HomePage > Papers |
Semantic Navigator for Internet Search
Igor P. Kuznetsov Institute for Informatics Problems of the Russian Academy of
Sciences igor-kuz@mtu-net.ru |
Michael M. Charnine Keywen Corporation, Canada Michael@keywen.com |
Elena B. Kozerenko Institute for Informatics Problems of the Russian Academy of
Sciences kozerenko@mail.ru |
ABSTRACT. This article describes
Semantic Navigator which is a novel system providing semantic drive for users through
Internet. The authors discuss how to search Internet source documents, select
terminology for new articles, and choose relevant keywords and key phrases. The
article describes an automated system for the creation of "Encyclopedia of
Keywords" (www.keywen.com). The approaches for automatic creation
of Electronic Encyclopedias and other
reference materials using information
from the Internet are presented. For improving system efficiency, it is
necessary to develop and use some special Artificial Intelligence methods. In
the future the system should be able to select semantic information from
natural language texts, such as different objects and their parameters that are
of interest to users. For this purpose the authors plan to use a semantically
oriented linguistic processor.
As a result of tremendous growth of
the Internet, its users usually receive huge volumes of information as
responses to their queries to Internet search engines. That is why it is
necessary to systematize this information. Traditionally Electronic
Encyclopedias are often used for this purpose. Electronic Encyclopedias usually
contain thousands of articles, comprehensive classification structure and
hypertext links between articles and Internet web sites. It takes a lot of
human efforts to create such Electronic Encyclopedias.
Users
are interested in a big variety of questions, they make their own attempts to
employ keywords and phrases by means of test and error method (addressing
search machines and making analysis of the answers). This results in tremendous
expenditures of labour and disappointment because of huge amounts of irrelevant
information and/or its incompleteness.
For
mass user these problems are multiplied repeatedly.
Hence,
to make optimal queries, we have to face the problem of requests ordering,
reflecting interests of users, creating directories of
subjects and articles.
It
is necessary to create special means, which allow users to find what interests
them in the sea of information with little expenditures of labour. On-line
encylopediums play the role of such means.
Encyclopedias
traditionally played an important part in the study of new material. However,
their creation in electronic type – is a huge work which requires not simply to
enter the adequate material into computer, but also and its additional
ordering: creation of subject directories for allocation of main classes and
subclases, definition of main notions, building of hyperreferences for
communication of entries (articles) of encyclopedia between themselves, but
also of references to primary sources.
What
should be also considered is the dynamism of circulating in Internet
information: emergence of new information sources, which should be taken into
account in encyclopedias.
At
present the majority of large electronic encyclopedias operating on-line have been
created on the basis of printed matterials of universal encyclopedias: Big Soviet Encyclopedia, Britannica (USA and Great Britain), Big Brockhaus (GERMANY), Big Larousse (France) and others.
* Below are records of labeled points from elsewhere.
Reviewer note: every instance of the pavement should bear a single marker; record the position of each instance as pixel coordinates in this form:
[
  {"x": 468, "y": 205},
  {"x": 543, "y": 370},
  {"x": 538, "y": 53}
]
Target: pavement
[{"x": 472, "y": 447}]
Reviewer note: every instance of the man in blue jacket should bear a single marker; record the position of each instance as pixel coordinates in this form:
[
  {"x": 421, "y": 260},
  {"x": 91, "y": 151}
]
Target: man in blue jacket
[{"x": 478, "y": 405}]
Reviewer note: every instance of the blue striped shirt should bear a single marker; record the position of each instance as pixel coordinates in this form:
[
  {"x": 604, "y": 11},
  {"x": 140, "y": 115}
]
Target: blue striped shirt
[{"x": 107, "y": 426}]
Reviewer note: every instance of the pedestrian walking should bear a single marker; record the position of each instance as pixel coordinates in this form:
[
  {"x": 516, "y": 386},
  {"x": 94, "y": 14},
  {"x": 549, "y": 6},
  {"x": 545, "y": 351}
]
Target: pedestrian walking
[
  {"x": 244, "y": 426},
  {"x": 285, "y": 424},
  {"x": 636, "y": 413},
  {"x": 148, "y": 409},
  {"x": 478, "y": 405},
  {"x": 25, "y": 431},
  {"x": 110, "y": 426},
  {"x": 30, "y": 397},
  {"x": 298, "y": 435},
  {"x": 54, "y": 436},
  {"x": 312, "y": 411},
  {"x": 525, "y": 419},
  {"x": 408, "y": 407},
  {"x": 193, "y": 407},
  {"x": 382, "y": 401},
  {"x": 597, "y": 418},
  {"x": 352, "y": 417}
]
Creation of such encyclopedias requres considerable human labor.
The
above said leads us to the conclusion that the global problem in the present
situation is the development of methods and program means for automation of the
most labor-consuming stages of formation of on-line Internet encylopedia.
Such
formation requires elements of intellectual activity: for making the choice of
the subject for description, formation of articles (entries), their names,
search for definitions, etc. Development of concepts of on-line encylopedia
results in reference systems of a more general plan, providing collection of
information and systematized knowledge representation about different objects
which are of interest to the user: - about politicians, persons of science, of
culture; - about organizations, companies; - about events (for example,
strikes, their reasons, place and time); - about goods and objects of a
particular class (for example, fuel, mining, region) and others. While building
such systems, many common problems appear, that are also vital for on-line
encylopedia.
The
only difference is that instead of articles and their names there would be
other objects.
At
present the decision of the discussed problems becomes real because there have
been designed and developed many systems and facilities in the areas, connected
with creating different classes of intelligent systems, language processors,
knowledge bases, statistical processing of language components [1-10].
The
given work is based on the experience of creation of the on-line encylopedium
and is devoted to the principal directions of decision methods development for
the mentioned problem.
At
first we consider the objective of the Semantic Navigator: what encyclopedia is that and what it should be.
Features of Encyclopedic Material
Encyclopedia
is a reference book about objects or events which interest users and are
presented in a comprehensive form. Encyclopedia consists of articles and their
names. Names result from the subjects of description, but articles give their
digest.
The
comprehensiveness is determined by the skilful choice of subjects for
description, their names and ways of statement of relevant articles.
As
a rule, the subject of description should be bound with a specific sphere of
human activity.
Degree
of specialization in any encyclopedia is determined by the target circle of
users. Note, that not all the meaningful information should be included in the name of clauses.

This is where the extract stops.